- Directed by: Ricardo Trogi
- Written by: Patrice Robitaille; Jean-Philippe Pearson; Ricardo Trogi;
- Produced by: Nicole Robert; Richard Speer;
- Starring: Patrice Robitaille; Jean-Philippe Pearson; Stéphane Breton; François Létourneau; Isabelle Blais; Julie Le Breton;
- Cinematography: Steve Asselin
- Edited by: Yvann Thibaudeau
- Music by: Nathalie Boileau; Pierre Desrochers;
- Production company: Go Films
- Distributed by: Alliance Atlantis Vivafilm
- Release date: August 2, 2002;
- Running time: 104 minutes
- Country: Canada
- Language: French

= Québec-Montréal =

Québec-Montréal is a 2002 Canadian comedy film, directed by Ricardo Trogi.
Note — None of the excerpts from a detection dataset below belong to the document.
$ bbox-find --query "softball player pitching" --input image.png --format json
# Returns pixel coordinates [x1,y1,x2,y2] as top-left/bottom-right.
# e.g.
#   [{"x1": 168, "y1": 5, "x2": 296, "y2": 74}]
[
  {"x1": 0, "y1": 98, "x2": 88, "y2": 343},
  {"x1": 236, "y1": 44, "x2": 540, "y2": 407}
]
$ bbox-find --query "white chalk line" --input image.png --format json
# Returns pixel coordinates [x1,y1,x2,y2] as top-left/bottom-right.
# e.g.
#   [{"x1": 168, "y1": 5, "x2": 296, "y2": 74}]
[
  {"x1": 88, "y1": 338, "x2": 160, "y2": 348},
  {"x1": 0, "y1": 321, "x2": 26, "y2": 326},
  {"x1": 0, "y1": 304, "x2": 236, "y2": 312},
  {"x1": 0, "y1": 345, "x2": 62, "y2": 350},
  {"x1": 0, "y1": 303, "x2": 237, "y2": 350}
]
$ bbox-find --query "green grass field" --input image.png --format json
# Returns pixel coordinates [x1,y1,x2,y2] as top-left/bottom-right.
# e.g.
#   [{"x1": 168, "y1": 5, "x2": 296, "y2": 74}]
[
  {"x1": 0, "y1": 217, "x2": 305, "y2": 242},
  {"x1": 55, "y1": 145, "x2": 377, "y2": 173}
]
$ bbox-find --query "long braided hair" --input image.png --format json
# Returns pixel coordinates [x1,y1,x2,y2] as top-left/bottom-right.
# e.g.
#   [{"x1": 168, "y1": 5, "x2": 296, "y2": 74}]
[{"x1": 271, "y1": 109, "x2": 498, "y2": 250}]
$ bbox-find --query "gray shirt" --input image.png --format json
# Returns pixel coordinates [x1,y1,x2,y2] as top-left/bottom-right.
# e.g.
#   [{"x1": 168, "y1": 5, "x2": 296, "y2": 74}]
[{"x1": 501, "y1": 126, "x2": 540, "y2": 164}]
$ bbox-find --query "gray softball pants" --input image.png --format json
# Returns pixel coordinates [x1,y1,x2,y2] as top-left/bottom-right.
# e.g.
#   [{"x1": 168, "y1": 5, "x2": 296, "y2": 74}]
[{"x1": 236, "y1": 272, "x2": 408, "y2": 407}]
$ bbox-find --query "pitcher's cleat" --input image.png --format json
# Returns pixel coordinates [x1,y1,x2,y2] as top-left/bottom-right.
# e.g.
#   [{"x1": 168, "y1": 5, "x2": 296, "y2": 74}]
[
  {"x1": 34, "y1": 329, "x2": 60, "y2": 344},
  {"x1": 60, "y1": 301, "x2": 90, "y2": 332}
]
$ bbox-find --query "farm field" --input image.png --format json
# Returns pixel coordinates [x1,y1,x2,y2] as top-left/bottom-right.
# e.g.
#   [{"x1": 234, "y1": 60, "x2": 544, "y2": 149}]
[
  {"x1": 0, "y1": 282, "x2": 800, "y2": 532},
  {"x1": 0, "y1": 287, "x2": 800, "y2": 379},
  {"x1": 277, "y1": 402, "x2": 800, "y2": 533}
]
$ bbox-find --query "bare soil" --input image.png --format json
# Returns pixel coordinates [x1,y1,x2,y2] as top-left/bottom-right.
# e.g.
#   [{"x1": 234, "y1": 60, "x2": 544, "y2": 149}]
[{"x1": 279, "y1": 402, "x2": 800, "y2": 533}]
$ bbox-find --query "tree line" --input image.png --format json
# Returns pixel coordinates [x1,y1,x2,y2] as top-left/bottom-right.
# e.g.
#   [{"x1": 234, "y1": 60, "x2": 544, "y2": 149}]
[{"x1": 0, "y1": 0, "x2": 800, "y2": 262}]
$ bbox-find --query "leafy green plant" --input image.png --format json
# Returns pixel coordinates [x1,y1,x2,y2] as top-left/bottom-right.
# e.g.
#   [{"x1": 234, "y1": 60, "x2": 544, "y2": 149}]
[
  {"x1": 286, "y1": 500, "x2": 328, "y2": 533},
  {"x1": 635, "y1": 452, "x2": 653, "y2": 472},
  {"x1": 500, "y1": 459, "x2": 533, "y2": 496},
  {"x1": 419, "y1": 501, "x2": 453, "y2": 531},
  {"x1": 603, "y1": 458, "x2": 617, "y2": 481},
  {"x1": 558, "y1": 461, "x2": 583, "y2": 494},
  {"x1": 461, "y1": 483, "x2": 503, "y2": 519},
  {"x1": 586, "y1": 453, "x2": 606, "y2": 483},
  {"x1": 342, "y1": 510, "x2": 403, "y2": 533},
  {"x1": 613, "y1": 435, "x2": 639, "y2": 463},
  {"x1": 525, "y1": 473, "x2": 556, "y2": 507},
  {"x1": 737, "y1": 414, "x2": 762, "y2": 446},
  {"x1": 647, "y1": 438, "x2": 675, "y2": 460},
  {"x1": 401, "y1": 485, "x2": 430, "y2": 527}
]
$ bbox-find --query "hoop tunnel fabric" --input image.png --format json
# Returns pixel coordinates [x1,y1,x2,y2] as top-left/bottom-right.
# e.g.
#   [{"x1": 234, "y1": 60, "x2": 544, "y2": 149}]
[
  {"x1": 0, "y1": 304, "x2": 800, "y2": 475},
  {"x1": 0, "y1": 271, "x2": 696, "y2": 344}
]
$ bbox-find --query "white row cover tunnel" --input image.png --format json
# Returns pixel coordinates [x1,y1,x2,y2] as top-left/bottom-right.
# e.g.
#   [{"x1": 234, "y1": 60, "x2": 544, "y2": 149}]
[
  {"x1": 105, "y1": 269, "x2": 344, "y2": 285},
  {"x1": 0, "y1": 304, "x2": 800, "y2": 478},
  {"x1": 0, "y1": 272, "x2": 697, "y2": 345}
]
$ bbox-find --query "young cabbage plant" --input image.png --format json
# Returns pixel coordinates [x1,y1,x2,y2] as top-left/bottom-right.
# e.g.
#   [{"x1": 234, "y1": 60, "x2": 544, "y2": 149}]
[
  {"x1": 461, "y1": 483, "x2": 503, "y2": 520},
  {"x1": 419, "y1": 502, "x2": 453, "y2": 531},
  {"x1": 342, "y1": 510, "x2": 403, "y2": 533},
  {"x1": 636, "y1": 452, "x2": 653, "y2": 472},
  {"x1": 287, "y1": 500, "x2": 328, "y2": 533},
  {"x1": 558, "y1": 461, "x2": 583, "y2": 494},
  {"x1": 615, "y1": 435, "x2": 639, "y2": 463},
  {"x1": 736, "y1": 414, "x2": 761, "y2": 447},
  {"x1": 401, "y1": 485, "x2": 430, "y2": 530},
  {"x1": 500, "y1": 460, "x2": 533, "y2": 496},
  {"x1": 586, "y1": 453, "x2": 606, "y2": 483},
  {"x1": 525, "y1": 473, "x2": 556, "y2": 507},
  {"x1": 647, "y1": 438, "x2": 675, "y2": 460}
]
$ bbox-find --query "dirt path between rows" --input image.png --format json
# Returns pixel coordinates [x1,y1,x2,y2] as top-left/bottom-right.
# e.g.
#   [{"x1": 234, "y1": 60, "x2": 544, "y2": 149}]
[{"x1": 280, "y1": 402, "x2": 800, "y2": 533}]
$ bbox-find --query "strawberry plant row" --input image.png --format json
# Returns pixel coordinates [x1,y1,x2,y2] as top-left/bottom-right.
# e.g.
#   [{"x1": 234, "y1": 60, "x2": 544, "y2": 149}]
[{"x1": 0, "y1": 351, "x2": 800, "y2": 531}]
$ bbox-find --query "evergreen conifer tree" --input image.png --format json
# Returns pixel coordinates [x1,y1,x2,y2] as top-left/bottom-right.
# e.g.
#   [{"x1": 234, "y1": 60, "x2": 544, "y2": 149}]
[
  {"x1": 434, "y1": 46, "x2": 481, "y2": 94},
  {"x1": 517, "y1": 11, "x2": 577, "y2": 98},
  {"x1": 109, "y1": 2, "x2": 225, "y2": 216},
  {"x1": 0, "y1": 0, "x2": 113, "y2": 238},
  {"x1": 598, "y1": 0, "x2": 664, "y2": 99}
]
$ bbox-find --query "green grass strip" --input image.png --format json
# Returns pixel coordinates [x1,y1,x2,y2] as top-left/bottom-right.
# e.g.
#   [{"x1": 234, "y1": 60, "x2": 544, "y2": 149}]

The film was adapted for the stage by Pierre-François Legendre in 2025.

==Plot==
Nine young adults, all on the cusp of turning 30 and dealing with complex questions about life and love, whose lives intersect on four separate road trips from Quebec City to Montreal along Quebec Autoroute 20, with one memorable scene of Pierre-François conversing with an animated moose of a road sign about the bigger schemes of life.

==Cast==
- Patrice Robitaille as Rob
- Jean-Philippe Pearson as J.P.
- Stéphane Breton as Rivard
- François Létourneau as Cossette
- Isabelle Blais as Katherine
- Julie LeBreton as Julie
- Pierre-François Legendre as Pierre-François
- Tony Conte as Demers
- Patrick Baby as Pelletier
- Benoît Gouin as Mike Gauvin
- Brigitte St-Aubin as Mylène
- Marie-Ginette Guay as Ghisèle

==Reception==

===Awards===
Québec-Montréal garnered four Genie Award nominations at the 23rd Genie Awards in 2003, including Best Picture, Best Director, Best Original Screenplay and Best Editing. It won four Jutra Awards at the 5th Jutra Awards, including Best Picture, Best Director, Best Screenplay and Best Supporting Actress (Blais), and was nominated but did not win for Best Actor (Robitaille), Best Supporting Actor (Gouin) and Best Score.